La otra tarde pasé un buen rato (bueno por su duración; si es por calidad, he tenido ratos mejores) siguiendo en las redes un debate más o menos álgido sobre un tema que sin duda nos compete a todos: la Tierra. No si es preciso preservarla, como alegan algunos, o si, como planean otros, es posible reventarla para después fugarse a Marte. No era un debate ecológico, sino formal: estricta discusión de formas. Si es esférica o si es plana.
El debate lo inició uno que afirmaba que plana. Su argumento principal (al menos el que más repetía) era de orden empírico: ¿cómo es que el agua, algo tan blando y tan flojo como el agua, en caso de ser redonda la Tierra, no se derrama y se cae? Este defensor de lo plano mostraba estar bastante al tanto del asunto de la gravedad, pero no le resultaba una razón convincente. El agua es mucha, demasiada. En las curvas caería, por mucha gravedad que le pongan.

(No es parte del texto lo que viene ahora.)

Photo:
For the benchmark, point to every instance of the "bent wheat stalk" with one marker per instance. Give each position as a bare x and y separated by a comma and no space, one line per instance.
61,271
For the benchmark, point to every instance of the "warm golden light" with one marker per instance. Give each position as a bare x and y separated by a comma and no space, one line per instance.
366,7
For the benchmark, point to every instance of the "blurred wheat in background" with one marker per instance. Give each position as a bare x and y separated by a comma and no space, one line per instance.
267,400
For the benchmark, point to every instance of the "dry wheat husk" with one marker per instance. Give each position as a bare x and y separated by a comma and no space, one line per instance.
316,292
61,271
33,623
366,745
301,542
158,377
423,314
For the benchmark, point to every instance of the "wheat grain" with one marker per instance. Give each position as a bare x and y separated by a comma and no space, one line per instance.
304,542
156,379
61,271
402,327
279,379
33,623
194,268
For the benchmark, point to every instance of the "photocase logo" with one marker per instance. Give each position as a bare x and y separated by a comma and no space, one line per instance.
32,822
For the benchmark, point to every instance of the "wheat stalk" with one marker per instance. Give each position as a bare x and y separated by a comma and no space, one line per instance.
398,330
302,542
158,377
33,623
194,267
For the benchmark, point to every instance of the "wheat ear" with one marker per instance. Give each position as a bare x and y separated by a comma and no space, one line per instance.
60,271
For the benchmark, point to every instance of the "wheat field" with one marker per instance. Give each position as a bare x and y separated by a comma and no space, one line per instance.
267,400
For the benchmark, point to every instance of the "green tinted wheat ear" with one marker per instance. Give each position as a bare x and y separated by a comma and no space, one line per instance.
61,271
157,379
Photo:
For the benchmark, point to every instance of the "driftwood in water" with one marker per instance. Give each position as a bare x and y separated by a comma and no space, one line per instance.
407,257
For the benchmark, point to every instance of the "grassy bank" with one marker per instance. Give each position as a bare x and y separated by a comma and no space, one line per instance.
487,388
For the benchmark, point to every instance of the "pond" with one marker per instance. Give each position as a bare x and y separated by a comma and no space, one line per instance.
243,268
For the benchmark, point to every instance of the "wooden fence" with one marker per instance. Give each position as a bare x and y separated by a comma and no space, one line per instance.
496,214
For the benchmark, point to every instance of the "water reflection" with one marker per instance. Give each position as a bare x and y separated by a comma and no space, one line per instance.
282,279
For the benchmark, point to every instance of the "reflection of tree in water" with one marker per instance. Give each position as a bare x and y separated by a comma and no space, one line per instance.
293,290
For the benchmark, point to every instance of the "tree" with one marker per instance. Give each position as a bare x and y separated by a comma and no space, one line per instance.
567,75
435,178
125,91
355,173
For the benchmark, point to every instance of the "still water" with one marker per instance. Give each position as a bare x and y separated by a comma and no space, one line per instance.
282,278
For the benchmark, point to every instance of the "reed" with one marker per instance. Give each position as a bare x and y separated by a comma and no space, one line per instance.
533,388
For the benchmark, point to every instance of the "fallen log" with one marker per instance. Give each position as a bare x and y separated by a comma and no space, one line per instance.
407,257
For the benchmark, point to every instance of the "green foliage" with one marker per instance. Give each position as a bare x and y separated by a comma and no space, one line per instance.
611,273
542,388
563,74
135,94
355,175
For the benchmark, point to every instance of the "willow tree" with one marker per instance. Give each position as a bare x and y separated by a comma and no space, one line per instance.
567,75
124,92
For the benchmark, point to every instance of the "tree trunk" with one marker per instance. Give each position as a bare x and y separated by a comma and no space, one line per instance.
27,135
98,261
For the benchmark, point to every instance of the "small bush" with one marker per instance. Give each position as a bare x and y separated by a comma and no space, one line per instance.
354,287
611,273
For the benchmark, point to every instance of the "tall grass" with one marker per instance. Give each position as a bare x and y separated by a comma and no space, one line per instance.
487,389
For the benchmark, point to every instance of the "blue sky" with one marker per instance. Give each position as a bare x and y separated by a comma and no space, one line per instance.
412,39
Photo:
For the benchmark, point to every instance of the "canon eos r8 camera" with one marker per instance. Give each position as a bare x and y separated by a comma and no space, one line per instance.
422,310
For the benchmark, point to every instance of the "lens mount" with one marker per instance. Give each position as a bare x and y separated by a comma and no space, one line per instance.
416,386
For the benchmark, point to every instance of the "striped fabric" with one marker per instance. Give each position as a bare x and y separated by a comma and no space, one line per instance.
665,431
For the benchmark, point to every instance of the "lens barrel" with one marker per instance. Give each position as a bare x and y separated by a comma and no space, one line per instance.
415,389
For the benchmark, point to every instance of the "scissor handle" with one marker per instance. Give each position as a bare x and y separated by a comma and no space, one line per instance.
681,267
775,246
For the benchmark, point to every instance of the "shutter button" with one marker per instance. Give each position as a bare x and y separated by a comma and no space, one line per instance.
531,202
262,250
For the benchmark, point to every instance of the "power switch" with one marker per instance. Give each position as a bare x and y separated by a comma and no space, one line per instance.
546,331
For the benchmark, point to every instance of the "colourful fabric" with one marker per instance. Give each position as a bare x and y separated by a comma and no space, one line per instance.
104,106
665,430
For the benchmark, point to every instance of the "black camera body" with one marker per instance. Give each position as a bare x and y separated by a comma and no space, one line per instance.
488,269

La polémica se encendió al instante, gracias a la libertad de expresión. Unos alegaban que redonda, otros porfiaban que plana. Los primeros apelaban mayormente al respaldo de la ciencia, fuera física o astronómica, aunque alguno que otro prefería creerles a sus propios ojos y sostenía que con claridad podía verse que, en el horizonte, la Tierra dobla (dobla como el Pasaje Discépolo, dobla como la curva de Ascari, doble como no dobla la pelota en Bolivia, que no por nada es el Altiplano). Pero toda esta confianza en la ciencia, la de los esfericistas, flaqueaba al toparse en los planicistas con una confianza mayor, más rotunda, invulnerable: la confianza en ellos mismos.
Lo que parece sostener esta confianza (sostenerla y darle impulso) es cierta satisfacción especial que proviene de ser suspicaces, en medio de la candidez general. Están los crédulos, que caen ingenuamente en trampas de esta índole y son la gran mayoría, y están los pillos que se avivan y no pisan el palito. Esta astucia los complace tan fuertemente, que por nada del mundo van a moverse de ahí. Están listos a rechazar la superioridad moral de los que se creen mejores por haber leído un libro, o a mostrar hacia los ilusos la ufana condescendencia de una ceja levantada. Pertenecen al círculo selecto de los que no se dejan engañar.
El postulador de la Tierra plana recibió, no sólo adhesiones y objeciones, sino también desafíos del tipo: “¿Cómo explicás que…?”, y luego alguna consideración sobre el sol que sale o se pone, etc. Las respuestas, relajadísimas, eran suaves y estimulantes: invitaban a la inquietud personal, a una especie de autoayuda del saber o emprendedurismo en la ciencia, vale decir, con otras palabras, a averiguarlo por sí mismo. Cada cual ha de seguir en esto su propio recorrido: a uno le interesó la Tierra, y elaboró su parecer de que es plana; si al otro le interesa el sol, si sube o si baja o se queda siempre en el molde, pues tendrá que hacer su camino personal al respecto.
Sarmientino como soy, con reparos pero con convicción, tiendo a mantener la confianza en los alcances de la educación. No bajo una oposición con el autodidactismo (basta con pensar en Sarmiento para advertir que no hace falta oponerlos), sino a partir de la manera de relacionarse con el saber. Por un lado, una manera (que la enseñanza formal y el autodidactismo pueden compartir perfectamente) que se basa en el reconocimiento de ciertos saberes establecidos y en los criterios validados para su establecimiento (lo que no excluye para nada el asumir perspectivas críticas); por otro lado, una manera que supone que el saber empieza cuando uno llega, enaltece el “para mí” y suple la formación con un elige-tu-propia-aventura.
No es seguro, sin embargo, que hoy por hoy la labor educativa funcione como es preciso. Despreciada como está, en lo material y en lo simbólico, se van forjando las condiciones para que, envanecidos y autosuficientes, haya quienes quieran jactarse de no dejarse adoctrinar por redondeces. Abroquelados en la planicie, ya no dejarán que les metan cosas raras en la cabeza.
Agradezco en cierto modo el rato que dediqué a este debate puntual en las redes. Porque buenamente me distrajo del debate sobre Hitler: si era nazi o comunista, de derecha o de izquierda. Debate en el que intervino incluso el Estado Nacional, abocado a su batalla embrutecedora a la que, tal vez por ironía, denomina cultural.